Przez kilka dni do minionej niedzieli trwały walki o więzienie w miejscowości Al-Hasaka w północno-wschodniej Syrii. Jest w nim stłoczonych ponad 3 tys. byłych bojowników samozwańczego kalifatu, który jeszcze kilka lat temu władał ogromnym terytorium w Syrii i Iraku. Usiłowała ich uwolnić setka bojowników.
Więzienia broniła grupa syryjskich Kurdów z ugrupowania Syryjskich Sił Demokratycznych (SDF), organizacji uniemożliwiającej przejęcie tych terenów przez reżim z Damaszku. Kurdowie z jednostek YPG, działających w ramach SDF, byli i są nadal sojusznikami USA w walce z ISIS. To na ich wezwanie Amerykanie wysłali na pomoc helikoptery ze swych baz w Iraku. Niemal równocześnie bojownicy ISIS zaatakowali baraki irackiej armii w środkowym Iraku.
Czytaj więcej
Po dziesięciu latach najkrwawszego konfliktu współczesności Syria nie budzi dużego zainteresowania. Zachód był bierny, gdy można coś było zmienić. Tym bardziej nie zmieni teraz.

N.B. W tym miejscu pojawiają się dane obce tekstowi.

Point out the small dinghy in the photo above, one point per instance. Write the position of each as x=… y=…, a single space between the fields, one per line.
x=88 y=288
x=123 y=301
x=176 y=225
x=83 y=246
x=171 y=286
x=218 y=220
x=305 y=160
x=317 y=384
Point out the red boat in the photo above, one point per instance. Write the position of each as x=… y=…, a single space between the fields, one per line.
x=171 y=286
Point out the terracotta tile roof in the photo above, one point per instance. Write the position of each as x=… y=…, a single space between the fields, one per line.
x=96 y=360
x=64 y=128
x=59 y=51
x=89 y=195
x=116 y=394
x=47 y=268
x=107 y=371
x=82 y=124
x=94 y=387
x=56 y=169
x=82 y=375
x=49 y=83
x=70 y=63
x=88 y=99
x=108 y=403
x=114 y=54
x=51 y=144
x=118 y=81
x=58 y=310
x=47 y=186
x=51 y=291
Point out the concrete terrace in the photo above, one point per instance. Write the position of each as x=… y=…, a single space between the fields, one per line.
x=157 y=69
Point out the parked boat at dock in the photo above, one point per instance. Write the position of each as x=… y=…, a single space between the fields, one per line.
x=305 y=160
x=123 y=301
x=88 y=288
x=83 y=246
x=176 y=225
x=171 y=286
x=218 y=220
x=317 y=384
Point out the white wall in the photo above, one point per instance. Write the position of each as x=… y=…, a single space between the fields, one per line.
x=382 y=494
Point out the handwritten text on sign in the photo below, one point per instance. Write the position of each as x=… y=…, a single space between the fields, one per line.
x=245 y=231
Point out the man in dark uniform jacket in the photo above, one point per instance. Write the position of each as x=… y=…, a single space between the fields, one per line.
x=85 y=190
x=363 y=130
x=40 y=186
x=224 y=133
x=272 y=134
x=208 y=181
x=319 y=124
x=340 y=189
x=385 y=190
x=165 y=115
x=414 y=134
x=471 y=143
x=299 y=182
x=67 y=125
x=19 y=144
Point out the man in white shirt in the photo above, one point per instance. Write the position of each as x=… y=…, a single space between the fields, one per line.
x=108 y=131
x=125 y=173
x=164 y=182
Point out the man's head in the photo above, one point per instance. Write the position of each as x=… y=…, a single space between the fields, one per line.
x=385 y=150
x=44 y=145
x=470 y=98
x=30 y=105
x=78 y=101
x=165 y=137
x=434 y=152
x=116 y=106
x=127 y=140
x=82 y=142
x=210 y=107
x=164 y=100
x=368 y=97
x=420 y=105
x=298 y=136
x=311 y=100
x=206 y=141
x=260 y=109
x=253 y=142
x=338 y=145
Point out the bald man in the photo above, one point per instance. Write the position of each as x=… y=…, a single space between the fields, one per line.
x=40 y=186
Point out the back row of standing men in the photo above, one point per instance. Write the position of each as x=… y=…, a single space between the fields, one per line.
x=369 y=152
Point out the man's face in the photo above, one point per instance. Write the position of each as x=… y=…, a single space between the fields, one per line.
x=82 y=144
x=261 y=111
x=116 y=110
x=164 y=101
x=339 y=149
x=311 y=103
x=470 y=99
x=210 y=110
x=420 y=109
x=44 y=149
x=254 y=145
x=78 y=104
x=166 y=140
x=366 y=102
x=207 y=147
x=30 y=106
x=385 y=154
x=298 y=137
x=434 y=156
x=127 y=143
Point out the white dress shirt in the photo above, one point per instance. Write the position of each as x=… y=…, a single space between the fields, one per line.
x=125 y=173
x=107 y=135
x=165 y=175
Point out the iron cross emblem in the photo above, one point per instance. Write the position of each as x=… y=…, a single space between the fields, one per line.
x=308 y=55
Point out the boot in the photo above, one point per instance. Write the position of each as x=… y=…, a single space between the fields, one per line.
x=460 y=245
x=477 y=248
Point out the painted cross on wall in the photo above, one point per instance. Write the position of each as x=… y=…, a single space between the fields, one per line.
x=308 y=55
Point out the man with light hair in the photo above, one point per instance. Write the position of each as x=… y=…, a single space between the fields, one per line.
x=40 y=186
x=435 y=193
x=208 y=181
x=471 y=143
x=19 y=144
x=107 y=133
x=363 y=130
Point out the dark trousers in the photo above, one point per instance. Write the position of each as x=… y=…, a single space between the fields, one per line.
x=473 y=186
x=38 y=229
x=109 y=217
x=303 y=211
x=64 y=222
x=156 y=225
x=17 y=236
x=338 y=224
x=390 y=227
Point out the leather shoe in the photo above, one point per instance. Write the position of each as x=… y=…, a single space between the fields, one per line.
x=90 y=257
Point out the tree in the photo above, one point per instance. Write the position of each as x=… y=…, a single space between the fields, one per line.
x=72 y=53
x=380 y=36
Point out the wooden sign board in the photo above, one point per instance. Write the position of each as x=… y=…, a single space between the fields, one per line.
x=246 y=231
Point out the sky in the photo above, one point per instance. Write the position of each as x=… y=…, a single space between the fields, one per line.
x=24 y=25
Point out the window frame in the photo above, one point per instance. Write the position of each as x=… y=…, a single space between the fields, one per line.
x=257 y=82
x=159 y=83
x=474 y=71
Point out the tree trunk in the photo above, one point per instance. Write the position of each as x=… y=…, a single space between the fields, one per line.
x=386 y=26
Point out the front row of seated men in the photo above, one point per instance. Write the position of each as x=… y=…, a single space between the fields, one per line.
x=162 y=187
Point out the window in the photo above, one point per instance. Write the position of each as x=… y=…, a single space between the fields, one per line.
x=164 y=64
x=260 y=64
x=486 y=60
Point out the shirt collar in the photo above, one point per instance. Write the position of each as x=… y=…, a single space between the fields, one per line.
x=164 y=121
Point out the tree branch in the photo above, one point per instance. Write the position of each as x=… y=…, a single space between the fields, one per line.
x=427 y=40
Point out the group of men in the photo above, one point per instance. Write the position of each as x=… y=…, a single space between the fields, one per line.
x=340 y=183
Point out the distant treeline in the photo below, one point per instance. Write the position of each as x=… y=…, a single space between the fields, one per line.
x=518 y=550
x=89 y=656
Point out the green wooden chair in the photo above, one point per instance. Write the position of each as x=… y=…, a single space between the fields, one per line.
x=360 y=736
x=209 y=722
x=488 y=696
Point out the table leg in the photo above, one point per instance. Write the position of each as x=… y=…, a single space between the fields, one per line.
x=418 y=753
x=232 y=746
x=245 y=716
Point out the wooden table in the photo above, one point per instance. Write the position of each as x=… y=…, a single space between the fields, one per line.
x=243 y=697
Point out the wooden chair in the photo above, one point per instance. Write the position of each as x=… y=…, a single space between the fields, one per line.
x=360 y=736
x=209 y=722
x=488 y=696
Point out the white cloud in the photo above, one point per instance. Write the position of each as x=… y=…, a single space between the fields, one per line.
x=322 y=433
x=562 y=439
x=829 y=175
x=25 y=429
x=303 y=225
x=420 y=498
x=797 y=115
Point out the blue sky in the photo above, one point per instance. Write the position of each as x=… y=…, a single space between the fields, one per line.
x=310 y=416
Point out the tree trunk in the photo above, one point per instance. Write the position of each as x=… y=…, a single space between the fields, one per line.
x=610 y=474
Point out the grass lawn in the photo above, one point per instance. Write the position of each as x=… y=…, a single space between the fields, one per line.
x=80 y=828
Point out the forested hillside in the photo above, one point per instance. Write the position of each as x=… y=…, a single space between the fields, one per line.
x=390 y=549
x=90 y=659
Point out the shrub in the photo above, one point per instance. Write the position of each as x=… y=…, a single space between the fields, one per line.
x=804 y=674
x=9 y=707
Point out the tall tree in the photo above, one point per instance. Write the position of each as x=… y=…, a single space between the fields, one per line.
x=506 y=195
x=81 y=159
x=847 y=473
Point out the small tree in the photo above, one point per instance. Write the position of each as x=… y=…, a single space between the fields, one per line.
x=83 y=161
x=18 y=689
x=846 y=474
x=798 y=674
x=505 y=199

Atak na więzienie został odparty. Zginęło co najmniej 40 dżihadystów i 23 obrońców więzienia. W ogniu walk znalazła się też kilkusetosobowa grupa chłopców przebywająca na terenie więzienia. Ich rodzice są za kratami lub nie żyją. To dzieci, z którymi nie wiadomo co zrobić. Podobnie jak z aresztowanymi bojownikami byłego kalifatu, wśród których jest wielu obcokrajowców. Nie chcą ich przyjąć państwa, z których przybyli, aby walczyć z niewiernymi pod sztandarami ISIS.

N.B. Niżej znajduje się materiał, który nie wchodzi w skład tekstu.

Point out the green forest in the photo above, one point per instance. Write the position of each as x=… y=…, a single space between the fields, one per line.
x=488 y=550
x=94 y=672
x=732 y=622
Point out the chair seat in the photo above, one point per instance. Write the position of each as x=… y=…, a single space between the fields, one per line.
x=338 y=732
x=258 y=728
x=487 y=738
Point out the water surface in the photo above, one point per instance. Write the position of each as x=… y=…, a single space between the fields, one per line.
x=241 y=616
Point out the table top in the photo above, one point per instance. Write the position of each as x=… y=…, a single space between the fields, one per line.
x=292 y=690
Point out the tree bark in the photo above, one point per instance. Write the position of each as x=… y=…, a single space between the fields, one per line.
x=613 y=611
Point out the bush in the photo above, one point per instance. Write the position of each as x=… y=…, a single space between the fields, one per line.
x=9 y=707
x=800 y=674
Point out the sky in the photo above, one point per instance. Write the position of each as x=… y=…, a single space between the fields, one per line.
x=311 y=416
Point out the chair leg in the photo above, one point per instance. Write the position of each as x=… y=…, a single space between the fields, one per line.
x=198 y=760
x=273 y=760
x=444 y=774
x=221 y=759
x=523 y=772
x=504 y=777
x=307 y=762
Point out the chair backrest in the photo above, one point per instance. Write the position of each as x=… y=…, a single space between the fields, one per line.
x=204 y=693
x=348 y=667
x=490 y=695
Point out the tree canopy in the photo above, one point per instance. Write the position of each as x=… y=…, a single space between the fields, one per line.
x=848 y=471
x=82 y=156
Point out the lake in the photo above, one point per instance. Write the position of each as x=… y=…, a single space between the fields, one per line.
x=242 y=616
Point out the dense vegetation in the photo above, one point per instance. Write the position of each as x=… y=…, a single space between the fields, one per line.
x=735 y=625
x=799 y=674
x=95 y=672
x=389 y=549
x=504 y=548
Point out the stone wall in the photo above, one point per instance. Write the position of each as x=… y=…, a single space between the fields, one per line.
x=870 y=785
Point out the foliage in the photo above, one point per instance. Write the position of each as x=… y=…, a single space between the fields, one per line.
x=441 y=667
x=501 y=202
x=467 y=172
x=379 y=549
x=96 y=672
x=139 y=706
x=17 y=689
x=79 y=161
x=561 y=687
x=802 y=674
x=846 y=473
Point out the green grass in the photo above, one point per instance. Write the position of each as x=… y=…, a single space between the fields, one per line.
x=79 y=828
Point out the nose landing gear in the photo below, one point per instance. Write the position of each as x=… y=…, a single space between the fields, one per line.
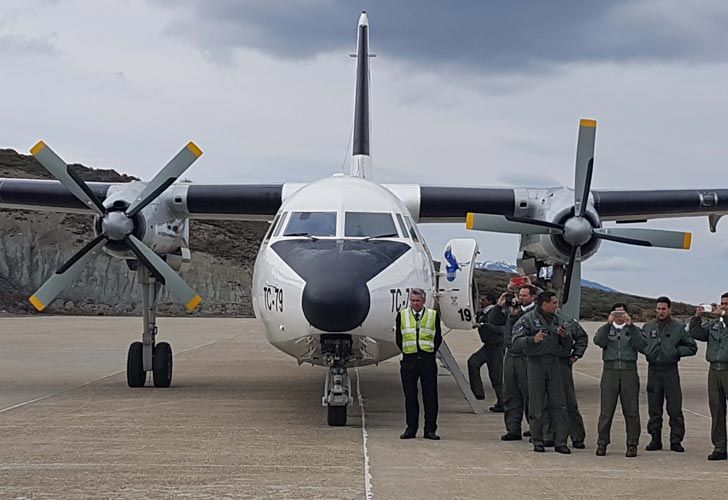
x=147 y=355
x=337 y=388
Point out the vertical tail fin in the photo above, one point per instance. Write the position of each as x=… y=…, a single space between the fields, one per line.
x=361 y=162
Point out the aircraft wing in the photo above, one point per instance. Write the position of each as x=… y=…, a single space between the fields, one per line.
x=452 y=204
x=196 y=201
x=427 y=203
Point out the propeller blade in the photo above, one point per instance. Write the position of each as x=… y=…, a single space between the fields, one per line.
x=584 y=165
x=165 y=177
x=61 y=171
x=68 y=272
x=163 y=273
x=571 y=299
x=508 y=224
x=646 y=237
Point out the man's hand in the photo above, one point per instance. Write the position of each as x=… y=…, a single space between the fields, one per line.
x=502 y=300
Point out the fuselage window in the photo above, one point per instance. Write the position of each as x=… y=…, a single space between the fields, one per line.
x=402 y=227
x=311 y=224
x=413 y=233
x=369 y=224
x=279 y=225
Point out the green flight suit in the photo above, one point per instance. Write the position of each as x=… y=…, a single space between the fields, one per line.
x=667 y=342
x=515 y=372
x=619 y=380
x=576 y=348
x=715 y=333
x=545 y=385
x=489 y=354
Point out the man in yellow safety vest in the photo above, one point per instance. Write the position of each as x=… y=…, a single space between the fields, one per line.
x=418 y=336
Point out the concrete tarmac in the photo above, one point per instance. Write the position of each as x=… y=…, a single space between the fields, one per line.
x=243 y=420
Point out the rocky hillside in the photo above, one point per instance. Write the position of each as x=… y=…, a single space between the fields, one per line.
x=34 y=244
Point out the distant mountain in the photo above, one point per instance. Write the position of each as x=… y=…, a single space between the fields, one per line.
x=505 y=267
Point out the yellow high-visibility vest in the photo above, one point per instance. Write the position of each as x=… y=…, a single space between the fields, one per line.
x=422 y=331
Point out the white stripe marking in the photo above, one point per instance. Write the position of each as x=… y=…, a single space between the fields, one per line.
x=98 y=379
x=364 y=436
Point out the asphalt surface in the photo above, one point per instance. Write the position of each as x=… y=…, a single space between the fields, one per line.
x=243 y=420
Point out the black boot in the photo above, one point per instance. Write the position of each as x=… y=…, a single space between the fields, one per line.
x=655 y=444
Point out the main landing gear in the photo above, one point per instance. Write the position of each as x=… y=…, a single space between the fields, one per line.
x=147 y=355
x=337 y=388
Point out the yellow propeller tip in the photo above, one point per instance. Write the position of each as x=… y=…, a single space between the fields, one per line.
x=469 y=220
x=36 y=302
x=687 y=241
x=37 y=148
x=195 y=150
x=192 y=304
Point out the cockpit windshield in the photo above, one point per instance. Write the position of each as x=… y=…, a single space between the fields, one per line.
x=311 y=224
x=369 y=224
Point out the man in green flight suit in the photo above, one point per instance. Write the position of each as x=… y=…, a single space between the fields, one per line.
x=715 y=333
x=541 y=335
x=621 y=341
x=667 y=342
x=515 y=370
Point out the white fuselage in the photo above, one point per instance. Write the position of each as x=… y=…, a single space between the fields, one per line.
x=338 y=282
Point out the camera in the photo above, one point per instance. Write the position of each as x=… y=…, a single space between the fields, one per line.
x=512 y=300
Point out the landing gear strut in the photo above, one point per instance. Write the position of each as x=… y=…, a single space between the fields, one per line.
x=337 y=388
x=147 y=355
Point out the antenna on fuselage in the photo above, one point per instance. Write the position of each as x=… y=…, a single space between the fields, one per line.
x=361 y=160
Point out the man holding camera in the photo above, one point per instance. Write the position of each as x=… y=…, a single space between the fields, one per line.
x=715 y=333
x=515 y=370
x=620 y=341
x=490 y=354
x=667 y=342
x=542 y=335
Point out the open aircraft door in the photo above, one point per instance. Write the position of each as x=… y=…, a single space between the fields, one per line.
x=455 y=284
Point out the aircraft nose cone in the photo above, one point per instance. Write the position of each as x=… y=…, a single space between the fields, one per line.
x=336 y=302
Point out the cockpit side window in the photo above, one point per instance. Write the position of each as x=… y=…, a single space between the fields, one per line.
x=279 y=224
x=270 y=229
x=369 y=224
x=402 y=227
x=311 y=224
x=411 y=228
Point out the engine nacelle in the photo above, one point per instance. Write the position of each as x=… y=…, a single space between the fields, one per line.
x=155 y=225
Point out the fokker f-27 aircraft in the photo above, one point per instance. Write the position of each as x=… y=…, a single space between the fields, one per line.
x=342 y=253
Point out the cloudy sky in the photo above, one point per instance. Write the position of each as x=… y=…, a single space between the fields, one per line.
x=463 y=93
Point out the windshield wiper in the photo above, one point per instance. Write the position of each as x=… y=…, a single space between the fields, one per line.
x=389 y=235
x=307 y=235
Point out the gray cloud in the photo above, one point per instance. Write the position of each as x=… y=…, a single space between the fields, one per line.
x=489 y=37
x=23 y=44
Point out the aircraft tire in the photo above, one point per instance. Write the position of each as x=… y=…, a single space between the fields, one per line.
x=162 y=367
x=135 y=374
x=336 y=416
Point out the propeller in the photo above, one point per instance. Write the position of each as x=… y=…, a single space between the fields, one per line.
x=116 y=227
x=578 y=229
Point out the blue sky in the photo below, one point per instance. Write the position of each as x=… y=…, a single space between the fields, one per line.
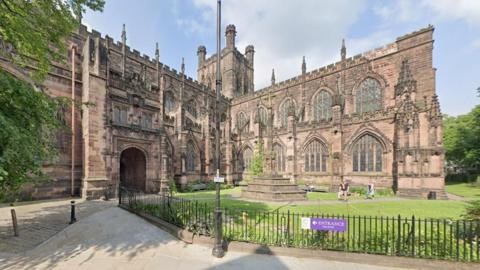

Takich dżihadystów jest na obszarach Syrii kontrolowanych przez siły syryjskich Kurdów prawie 10 tys. (nierzadko z rodzinami). Są przetrzymywani w obozach i więzieniach w katastrofalnych warunkach. Zmierzająca do ich uwolnienia akcja miała na celu zasilenie działających w podziemiu komórek ISIS w nowych bojowników i rozpoczęcie ofensywy zbrojnej na tych terenach. Miała być swego rodzaju powtórką ataku na więzienie w Abu Ghurajb pod Bagdadem w 2013 r., kiedy to jednej z organizacji dżihadystów udało się uwolnić 500 bojowników, co było ważnym momentem na drodze do powstania samozwańczego kalifatu.